Ce rétropédalage peut aussi se faire de manière spontanée : le conseil des notables du quartier d’Al-Malki, comme dans les autres quartiers de la ville, est d’ores et déjà en état de mort clinique tout simplement car la greffe de la culture provinciale n’y a pas pris souche.

En définitive, en dépit des décalages cognitifs, on n’est donc ni dans un triomphe revanchard de la ruralité sur l’urbanité – Charaa a passé son adolescence dans le quartier plutôt cossu de Mezze –, ni dans l’imposition d’une islamisation par le haut, comme ce fut le cas avec les talibans. 

HTC n’a jamais fait son “coming out” identitaire. Le groupe n’a jamais accouché d’une charte ou d’un document fondateur explicitant la nouvelle doctrine ou son identité politique.

Mais cette affirmation provinciale est aussi très contextuelle. À Damas, le syndicat principal des avocats a été importé et substitué par le syndicat local d’Idlib. Dans les régions, la « ruralisation » du pouvoir peut être plus forte et se faire via des plans de dégraissage sur la base des appartenances confessionnelles.

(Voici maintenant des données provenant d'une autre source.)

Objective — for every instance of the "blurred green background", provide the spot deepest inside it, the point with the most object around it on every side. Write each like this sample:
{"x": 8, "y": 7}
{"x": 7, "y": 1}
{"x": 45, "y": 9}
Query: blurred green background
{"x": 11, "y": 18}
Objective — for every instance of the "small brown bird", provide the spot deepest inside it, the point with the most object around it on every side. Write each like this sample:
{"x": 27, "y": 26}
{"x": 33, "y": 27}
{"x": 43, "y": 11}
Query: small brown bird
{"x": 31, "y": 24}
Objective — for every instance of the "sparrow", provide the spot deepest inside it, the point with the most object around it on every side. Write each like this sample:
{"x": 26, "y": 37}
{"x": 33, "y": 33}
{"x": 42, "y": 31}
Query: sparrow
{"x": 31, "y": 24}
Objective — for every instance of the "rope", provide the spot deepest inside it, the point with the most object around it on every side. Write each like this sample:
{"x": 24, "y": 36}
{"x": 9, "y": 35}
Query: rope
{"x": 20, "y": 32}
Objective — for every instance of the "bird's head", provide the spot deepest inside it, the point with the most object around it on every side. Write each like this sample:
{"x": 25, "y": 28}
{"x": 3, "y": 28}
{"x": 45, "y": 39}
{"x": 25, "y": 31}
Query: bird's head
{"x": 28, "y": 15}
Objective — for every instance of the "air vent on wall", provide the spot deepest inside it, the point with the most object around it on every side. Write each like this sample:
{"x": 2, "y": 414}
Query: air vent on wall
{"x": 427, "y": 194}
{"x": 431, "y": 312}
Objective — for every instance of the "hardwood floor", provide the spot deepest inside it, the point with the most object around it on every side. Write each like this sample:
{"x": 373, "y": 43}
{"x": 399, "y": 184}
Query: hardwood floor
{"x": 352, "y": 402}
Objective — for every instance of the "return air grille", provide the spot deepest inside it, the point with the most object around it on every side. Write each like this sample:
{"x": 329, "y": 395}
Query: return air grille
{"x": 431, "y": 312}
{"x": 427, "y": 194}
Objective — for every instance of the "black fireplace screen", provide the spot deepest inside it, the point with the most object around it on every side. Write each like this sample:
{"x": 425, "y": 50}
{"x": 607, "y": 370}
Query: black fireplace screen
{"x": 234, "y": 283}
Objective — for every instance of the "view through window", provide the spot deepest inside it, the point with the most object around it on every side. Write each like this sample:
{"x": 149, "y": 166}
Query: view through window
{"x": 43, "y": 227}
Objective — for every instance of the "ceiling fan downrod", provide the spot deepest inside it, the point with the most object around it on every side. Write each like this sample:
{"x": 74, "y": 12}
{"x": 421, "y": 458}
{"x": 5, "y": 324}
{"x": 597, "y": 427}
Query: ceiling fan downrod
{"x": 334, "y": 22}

Elle peut aussi prendre la forme d’une islamisation de l’État. Ainsi, à Deir ez-Zor, l’autorité de l’État central s’effectue en réalité par le truchement des anciens frères d’armes de Charaa, originaires de la petite ville de Sheheil, à l’est de l’Euphrate, longtemps bastion du Front Al-Nosra. Dès leur prise de pouvoir, plusieurs femmes fonctionnaires de la municipalité non voilées ont été licenciées. Mais là encore, on est davantage dans l’ordre de l’initiative locale que de l’application d’un programme idéologique dûment élaboré par le haut.

En réalité, depuis sept ans, le leadership tend à pondérer ses bases, voire à contraindre les plus velléitaires idéologiquement. Et on est toujours bien face à une déradicalisation par le haut, souvent imposée par le leadership du mouvement à des cadres intermédiaires revêches.

Quelle est alors l’identité des nouveaux maîtres de Damas ?

Agent réel de déradicalisation, HTC n’a pourtant jamais fait son « coming out » identitaire. Le groupe n’a jamais accouché d’une charte ou d’un document fondateur explicitant la nouvelle doctrine ou son identité politique. 

Le mouvement a fait l’économie d’un aggiornamento théologique. Sa déradicalisation est le fruit de l’exercice du pouvoir, non d’une mutation idéologique assumée et argumentée.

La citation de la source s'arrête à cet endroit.